Reading the sentence, what clue is there that it is a conditional probability and not an intersection?

The sentence, in isolation, does not define a "probability space", so it does not reveal whether it refers to a conditional probability. Only the whole context of the problem would make that issue clear.

Considering that probability is a number that is assigned to a set of outcomes, the probabilities $P(D \cap A)$ and $P(D | A)$ both refer to assigning a probability to the set $D \cap A$. The interpretations of the two probabilities differ with respect to the probability space under consideration.

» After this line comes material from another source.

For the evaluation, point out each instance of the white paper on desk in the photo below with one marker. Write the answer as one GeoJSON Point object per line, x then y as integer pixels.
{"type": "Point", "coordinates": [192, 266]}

For $P(D \cap A)$ we are considering some set $S$ of outcomes such that $P(S) = 1$ and where sets $D$ and $A$ are subsets of $S$. (The set $A$ need not be all of $S$. For example, as @PeroK says, there might be several factories that may produce defective items.)

For $P(D |A)$, we are considering a probability space consisting only of outcomes in the set $A$. In that assignment of probabilities, $P(A) = 1$. But this is misleading notation since it suggests that there is only one function $P$ that assigns probabilities. It would be better to denote the function that assigns probabilities to the set $S$ as $P_S$ and the different function that assigns (nonzero) probabilities only to outcomes in the set $A$ as $P_A$. So we have $P_S(S)=1$ and $P_A(A) = 1$.

The formula $P(D \cap A) = P(D | A) P(A)$ is slightly misleading because the "$P$" appears to denote a single function. In terms of the sets $S$ and $A$ mentioned above, a better notation would be $P_S(D \cap A) = P_A(D) P_S(A)$

That notation makes it clear that conditional probability is a sophisticated concept that involves two different probability spaces. Many students make the mistake of thinking that a probability problem must involve only one function that assigns probability to a set of outcomes. By that way of thinking it is correct to refer to "the probability" of a set of outcomes because there is only one such probability. However, many problems involve several different probability spaces.